長崎県議選立候補予定 女性8人 遠い男女均等 家事の両立、セクハラ… 依然ハードル高く

 「政治分野の男女共同参画推進法」が昨年5月に成立して初めてとなる今春の統一地方選。同法は男女の候補者数をできるだけ均等にするよう各党に促しているが、第1ラウンドとなる県議選の立候補予定者(22日現在)を見ると全62人のうち、女性は8人にとどまっている。家事・育児との両立やセクハラなど女性の参画を阻むハードルは依然、横たわっているようだ。

 「女性が当選しようと思うならもうちょっと色気がないと駄目」「お酒の席ではおしゃくをしてまわらないと」-。一時、今春の県議選への出馬準備を進めていた女性(36)は、男性支援者からそんな言葉を投げかけられた。

 看板も知らぬ間にピンク色で発注されていた。未婚で子どももいないが、「目玉政策は女性なら子育てや介護にしないと」と支援者から強く勧められた。性別だけに重きを置いた“女性候補”キャラに自らを重ね合わせていくことに違和感を覚えたという。
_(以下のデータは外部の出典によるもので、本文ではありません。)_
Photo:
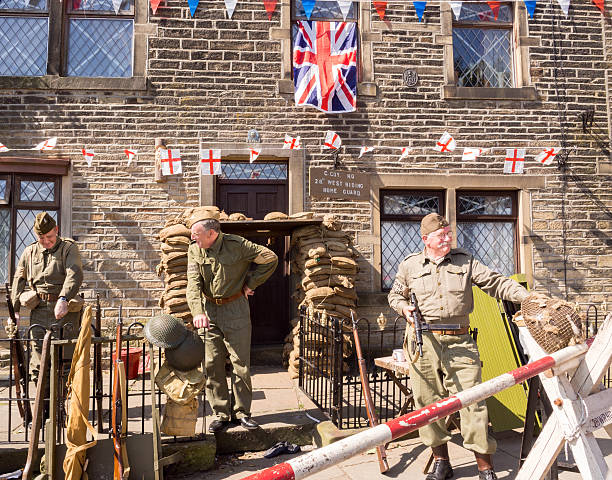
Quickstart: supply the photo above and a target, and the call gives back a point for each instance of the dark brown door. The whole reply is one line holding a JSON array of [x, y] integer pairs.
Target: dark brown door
[[270, 314]]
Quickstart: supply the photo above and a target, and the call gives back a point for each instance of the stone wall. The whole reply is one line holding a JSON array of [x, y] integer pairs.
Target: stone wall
[[212, 79]]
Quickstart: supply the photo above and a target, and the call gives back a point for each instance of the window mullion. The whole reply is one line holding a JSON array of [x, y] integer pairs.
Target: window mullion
[[56, 13]]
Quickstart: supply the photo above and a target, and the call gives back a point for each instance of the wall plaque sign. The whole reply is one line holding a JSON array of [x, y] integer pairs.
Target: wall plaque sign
[[339, 184]]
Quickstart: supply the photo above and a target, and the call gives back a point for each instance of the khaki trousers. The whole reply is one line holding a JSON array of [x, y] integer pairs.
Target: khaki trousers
[[450, 364], [229, 333]]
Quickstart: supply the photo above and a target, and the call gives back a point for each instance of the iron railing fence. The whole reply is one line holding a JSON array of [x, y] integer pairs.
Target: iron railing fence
[[329, 370], [138, 392]]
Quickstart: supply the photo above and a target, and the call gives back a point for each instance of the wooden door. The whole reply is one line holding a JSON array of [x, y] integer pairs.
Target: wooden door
[[270, 305]]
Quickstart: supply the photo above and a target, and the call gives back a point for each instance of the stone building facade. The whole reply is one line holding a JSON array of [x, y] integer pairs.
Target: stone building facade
[[204, 82]]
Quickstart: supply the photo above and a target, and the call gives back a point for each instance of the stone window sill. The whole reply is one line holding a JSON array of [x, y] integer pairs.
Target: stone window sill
[[364, 89], [452, 92], [53, 82]]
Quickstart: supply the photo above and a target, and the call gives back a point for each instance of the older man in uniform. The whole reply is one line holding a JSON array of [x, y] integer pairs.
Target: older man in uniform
[[219, 281], [51, 267], [442, 279]]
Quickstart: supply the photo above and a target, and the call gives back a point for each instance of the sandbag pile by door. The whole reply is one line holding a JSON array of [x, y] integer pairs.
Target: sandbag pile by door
[[175, 238], [324, 259]]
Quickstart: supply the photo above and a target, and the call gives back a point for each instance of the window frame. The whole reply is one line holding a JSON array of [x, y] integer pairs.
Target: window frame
[[13, 204], [521, 41], [387, 217], [512, 217], [57, 55]]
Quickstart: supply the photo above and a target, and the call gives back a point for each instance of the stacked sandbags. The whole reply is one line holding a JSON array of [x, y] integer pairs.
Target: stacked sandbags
[[175, 238], [324, 260]]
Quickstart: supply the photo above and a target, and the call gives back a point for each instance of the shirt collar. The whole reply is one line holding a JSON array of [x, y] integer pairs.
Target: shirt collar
[[216, 246]]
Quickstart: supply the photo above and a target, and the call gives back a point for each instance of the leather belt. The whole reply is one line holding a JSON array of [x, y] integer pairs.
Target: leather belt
[[47, 297], [460, 331], [223, 301]]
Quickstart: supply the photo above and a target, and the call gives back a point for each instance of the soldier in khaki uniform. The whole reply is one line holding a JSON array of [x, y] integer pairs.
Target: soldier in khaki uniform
[[219, 281], [52, 267], [442, 279]]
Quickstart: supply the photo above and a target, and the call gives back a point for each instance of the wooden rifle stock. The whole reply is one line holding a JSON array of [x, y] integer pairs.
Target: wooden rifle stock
[[367, 396], [119, 416], [98, 365], [20, 372]]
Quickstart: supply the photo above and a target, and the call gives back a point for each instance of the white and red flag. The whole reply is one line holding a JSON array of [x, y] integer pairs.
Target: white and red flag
[[332, 140], [254, 153], [515, 160], [292, 143], [472, 153], [171, 161], [210, 162], [365, 150], [446, 143], [547, 156], [405, 152], [88, 155], [48, 144], [131, 154]]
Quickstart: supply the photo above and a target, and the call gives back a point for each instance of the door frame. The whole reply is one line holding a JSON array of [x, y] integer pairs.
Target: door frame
[[295, 160]]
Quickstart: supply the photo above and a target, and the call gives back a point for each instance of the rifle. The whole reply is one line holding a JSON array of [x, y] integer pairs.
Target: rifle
[[20, 373], [98, 365], [121, 469], [421, 326], [367, 396]]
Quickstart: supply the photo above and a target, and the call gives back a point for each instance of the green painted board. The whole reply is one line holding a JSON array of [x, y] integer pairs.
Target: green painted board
[[499, 355]]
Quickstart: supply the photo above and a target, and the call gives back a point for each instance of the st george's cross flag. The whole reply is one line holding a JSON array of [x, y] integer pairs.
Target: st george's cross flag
[[332, 140], [446, 143], [88, 155], [48, 144], [254, 153], [171, 161], [131, 154], [365, 150], [472, 153], [210, 162], [515, 160], [405, 152], [325, 65], [292, 143], [547, 156]]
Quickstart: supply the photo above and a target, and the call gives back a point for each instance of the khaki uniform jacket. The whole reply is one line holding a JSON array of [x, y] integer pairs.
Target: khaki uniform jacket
[[444, 291], [223, 269], [57, 271]]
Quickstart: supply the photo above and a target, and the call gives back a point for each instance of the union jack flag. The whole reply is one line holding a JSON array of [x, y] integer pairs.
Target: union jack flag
[[325, 65]]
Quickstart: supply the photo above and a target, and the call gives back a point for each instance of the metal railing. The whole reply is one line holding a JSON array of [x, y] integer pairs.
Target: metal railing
[[329, 369]]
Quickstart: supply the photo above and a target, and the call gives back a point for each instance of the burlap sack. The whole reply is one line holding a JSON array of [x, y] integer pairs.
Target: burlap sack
[[319, 293], [174, 231], [180, 420], [313, 262], [181, 387], [343, 262], [178, 241]]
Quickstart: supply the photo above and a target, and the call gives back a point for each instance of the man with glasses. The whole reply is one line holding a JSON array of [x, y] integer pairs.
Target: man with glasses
[[442, 277]]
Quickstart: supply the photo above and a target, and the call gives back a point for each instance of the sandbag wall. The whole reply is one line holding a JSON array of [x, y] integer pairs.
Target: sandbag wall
[[175, 238], [323, 262]]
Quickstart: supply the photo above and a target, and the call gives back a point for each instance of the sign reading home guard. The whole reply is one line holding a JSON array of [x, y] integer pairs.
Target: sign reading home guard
[[339, 184]]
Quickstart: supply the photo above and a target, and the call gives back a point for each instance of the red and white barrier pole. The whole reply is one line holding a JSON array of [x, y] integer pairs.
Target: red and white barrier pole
[[337, 452]]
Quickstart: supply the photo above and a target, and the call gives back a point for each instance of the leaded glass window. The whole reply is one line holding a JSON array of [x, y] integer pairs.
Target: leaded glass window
[[482, 46], [22, 197], [95, 40], [401, 214], [253, 171], [486, 227]]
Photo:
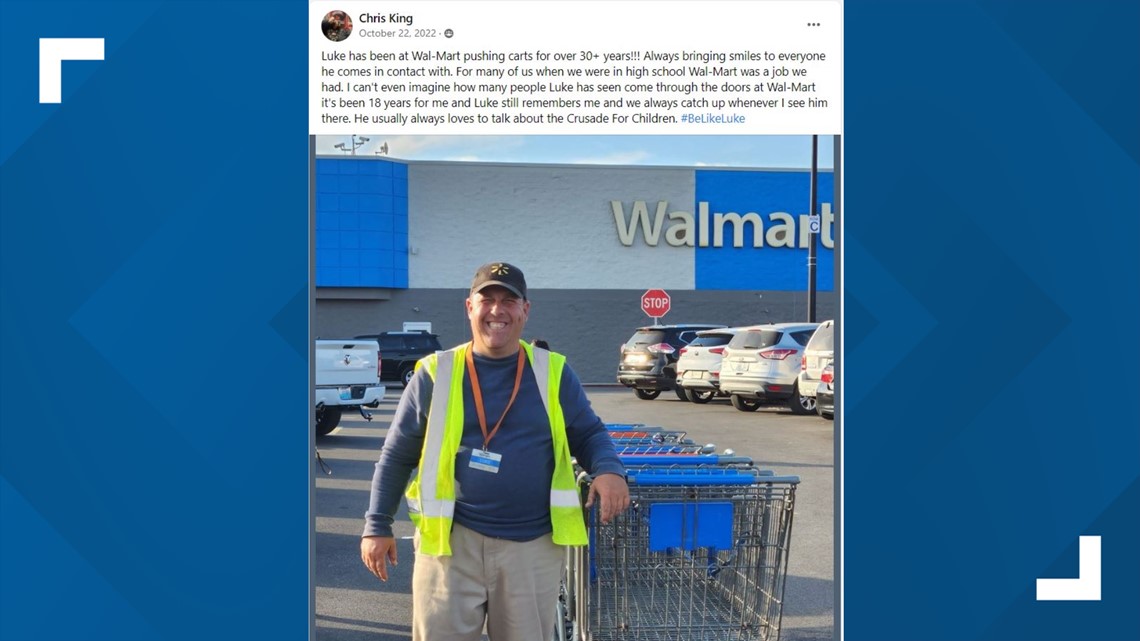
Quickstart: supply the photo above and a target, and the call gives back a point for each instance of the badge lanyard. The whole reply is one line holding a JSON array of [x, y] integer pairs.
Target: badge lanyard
[[479, 396]]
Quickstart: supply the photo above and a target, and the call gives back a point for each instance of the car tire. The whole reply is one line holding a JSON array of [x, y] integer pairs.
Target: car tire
[[328, 416], [744, 404], [800, 404], [648, 394], [700, 396]]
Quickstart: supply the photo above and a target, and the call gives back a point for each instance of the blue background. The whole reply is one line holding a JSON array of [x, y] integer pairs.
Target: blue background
[[992, 210], [153, 243], [156, 415]]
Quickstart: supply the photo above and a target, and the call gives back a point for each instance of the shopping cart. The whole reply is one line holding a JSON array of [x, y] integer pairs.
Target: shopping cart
[[649, 437], [701, 554], [661, 448]]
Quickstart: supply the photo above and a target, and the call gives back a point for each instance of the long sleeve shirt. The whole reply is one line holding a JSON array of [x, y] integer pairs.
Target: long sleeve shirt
[[514, 502]]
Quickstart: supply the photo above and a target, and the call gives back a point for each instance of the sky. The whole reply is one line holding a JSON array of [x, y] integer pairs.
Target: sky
[[680, 151]]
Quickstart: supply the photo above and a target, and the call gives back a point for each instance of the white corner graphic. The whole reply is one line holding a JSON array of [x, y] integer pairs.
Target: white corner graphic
[[1085, 586], [53, 53]]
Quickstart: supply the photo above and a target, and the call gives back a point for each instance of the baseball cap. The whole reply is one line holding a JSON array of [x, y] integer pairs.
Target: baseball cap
[[502, 274]]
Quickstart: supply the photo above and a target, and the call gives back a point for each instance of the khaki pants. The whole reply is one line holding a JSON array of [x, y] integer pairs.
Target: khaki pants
[[510, 585]]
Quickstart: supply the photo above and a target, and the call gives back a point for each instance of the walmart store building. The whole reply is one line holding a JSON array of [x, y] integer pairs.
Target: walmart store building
[[398, 242]]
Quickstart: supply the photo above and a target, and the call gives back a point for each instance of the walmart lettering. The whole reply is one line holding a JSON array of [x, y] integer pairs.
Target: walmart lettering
[[684, 228]]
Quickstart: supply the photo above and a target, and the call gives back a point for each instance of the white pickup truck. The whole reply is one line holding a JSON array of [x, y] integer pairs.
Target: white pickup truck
[[347, 375]]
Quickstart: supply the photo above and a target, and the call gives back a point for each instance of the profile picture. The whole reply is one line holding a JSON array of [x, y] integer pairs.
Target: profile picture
[[336, 25]]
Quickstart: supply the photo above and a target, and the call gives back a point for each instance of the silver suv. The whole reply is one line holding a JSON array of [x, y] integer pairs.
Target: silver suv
[[699, 366], [762, 365], [820, 351]]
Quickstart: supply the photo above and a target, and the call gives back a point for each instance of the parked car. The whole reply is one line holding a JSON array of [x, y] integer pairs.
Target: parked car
[[825, 392], [699, 364], [400, 350], [762, 366], [648, 360], [817, 354]]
 結局、女性は体調不良で出馬を断念したが、今あらためて思う。「女性県議という言葉も『政治は男のもの』という意識から出ているのではないか。政治の世界を志したのはそういったことも変えたかったから」

 政治分野の男女共同参画推進法は女性の政界進出を後押しすることが狙いだが、罰則はない。立憲民主、国民民主などが女性候補者擁立の数値目標を掲げている半面、自民、公明などは設けていない。一方、新人の女性に支援金を支給して後押しする党もあるなど、取り組みは政党によってまちまちだ。

 県議選は前回、全60人の立候補者に対し、女性は5人。今回はやや増えそうだが、それでも全体に占める割合は低く、自民党県連は「手を上げる女性が地方では少ない」と説明する。
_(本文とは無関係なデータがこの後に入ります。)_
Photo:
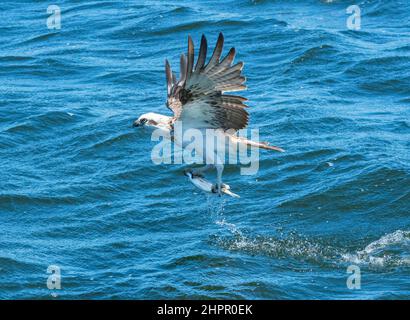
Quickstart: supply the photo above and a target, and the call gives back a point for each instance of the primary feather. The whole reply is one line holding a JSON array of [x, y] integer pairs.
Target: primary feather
[[197, 98]]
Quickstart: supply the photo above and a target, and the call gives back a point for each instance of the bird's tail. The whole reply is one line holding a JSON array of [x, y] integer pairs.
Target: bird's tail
[[260, 144]]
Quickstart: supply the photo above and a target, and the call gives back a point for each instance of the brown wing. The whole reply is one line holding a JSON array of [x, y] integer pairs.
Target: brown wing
[[198, 98]]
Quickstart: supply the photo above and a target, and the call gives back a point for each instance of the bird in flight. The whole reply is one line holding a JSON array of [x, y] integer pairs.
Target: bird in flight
[[199, 101]]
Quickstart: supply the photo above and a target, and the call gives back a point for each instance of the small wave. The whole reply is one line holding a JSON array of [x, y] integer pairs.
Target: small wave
[[384, 252]]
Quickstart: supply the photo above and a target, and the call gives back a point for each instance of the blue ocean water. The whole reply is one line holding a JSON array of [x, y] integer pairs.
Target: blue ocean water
[[78, 189]]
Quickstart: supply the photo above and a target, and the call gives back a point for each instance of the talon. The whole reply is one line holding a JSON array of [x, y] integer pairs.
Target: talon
[[214, 188], [187, 172], [196, 174]]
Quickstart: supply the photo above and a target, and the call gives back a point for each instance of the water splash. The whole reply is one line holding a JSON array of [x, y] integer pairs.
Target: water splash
[[391, 250]]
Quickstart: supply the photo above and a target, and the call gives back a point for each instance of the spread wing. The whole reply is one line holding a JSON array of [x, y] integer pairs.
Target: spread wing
[[197, 98]]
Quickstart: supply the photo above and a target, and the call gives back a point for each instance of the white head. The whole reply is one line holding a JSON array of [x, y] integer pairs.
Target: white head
[[152, 119]]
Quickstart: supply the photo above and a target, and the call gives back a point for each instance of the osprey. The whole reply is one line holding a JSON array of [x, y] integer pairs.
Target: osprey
[[199, 101]]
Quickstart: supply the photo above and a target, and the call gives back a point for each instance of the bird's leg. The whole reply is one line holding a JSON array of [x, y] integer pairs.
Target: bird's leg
[[219, 170]]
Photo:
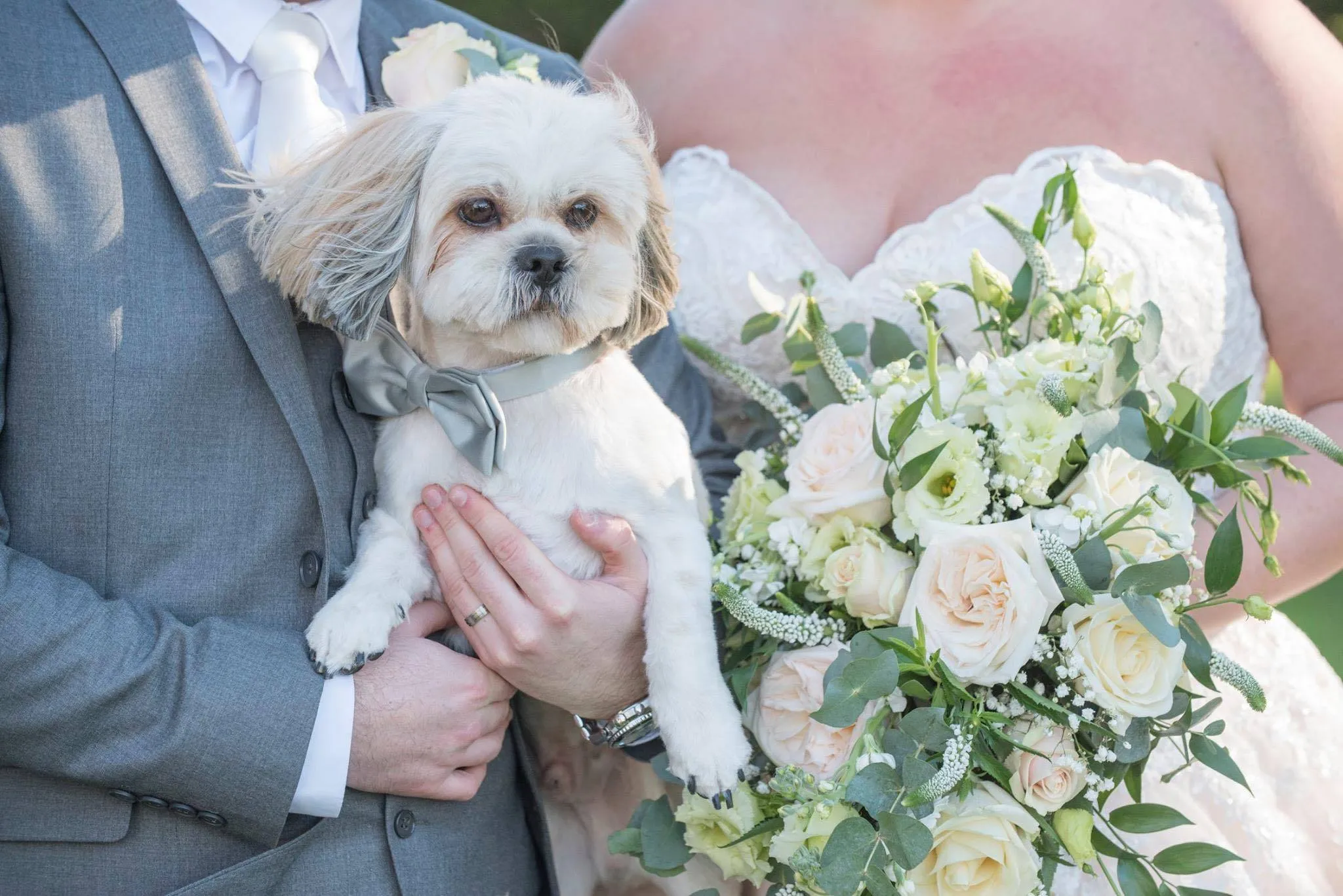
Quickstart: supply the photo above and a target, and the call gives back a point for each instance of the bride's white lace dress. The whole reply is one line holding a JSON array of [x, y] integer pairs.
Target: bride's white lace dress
[[1177, 233]]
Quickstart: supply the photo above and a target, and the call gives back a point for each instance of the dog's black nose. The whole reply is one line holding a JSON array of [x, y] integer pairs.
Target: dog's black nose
[[543, 261]]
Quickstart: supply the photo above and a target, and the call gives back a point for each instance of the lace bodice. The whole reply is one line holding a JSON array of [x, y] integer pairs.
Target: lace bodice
[[1173, 230], [1177, 234]]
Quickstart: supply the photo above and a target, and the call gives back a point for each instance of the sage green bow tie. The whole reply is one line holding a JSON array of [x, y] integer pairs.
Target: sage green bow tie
[[388, 379]]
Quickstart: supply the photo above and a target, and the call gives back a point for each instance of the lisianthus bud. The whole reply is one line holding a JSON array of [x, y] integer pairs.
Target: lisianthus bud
[[1073, 828], [1270, 522], [1259, 608], [1083, 230], [990, 285]]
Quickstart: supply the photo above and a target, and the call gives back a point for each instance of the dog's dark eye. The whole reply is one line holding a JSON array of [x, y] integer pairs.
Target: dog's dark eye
[[580, 214], [479, 212]]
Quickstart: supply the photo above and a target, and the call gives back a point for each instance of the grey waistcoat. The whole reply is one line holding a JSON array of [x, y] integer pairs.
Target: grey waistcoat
[[182, 482]]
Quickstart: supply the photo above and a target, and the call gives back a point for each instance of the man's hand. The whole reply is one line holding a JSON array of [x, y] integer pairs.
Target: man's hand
[[426, 718], [574, 644]]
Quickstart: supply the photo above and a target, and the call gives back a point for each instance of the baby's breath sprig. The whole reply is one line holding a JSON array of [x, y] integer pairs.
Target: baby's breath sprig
[[1051, 387], [832, 358], [807, 631], [1036, 256], [790, 418], [1233, 673], [1275, 419], [1061, 560], [955, 764]]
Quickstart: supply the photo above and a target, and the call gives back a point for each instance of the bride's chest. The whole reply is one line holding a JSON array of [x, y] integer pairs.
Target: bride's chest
[[1171, 234]]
 全国の女性地方議員を対象にした2017年の内閣府調査によると、女性候補が少ない理由として「議員活動と家庭生活との両立が難しい」との回答が78.6%に上った。「嫌がらせやセクハラを受ける」などの声も寄せられた。

 女性の政治参画を巡る課題について、本県の女性県議の1人は自身を振り返り、「子どもが小学生と園児だったので夜に政治活動はしなかった」。別の女性県議は「朝のつじ立ちも女性は掃除や洗濯でできない人もいる。候補者の活動を評価する有権者の意識も変わってほしい」と訴える。

 女性と政治の関係に詳しい東京女子大の大山七穂教授は「各政党が立候補をしにくいハードルを取り除く支援が必要」と指摘。女性向けの政治スクールや金銭的支援を一部の政党が実施してきたとして「より多くの政党がこういった支援をすべきだ。地方自治体も政治に興味を持ったり選挙について学んだりする学習会を開いてほしい」と話す。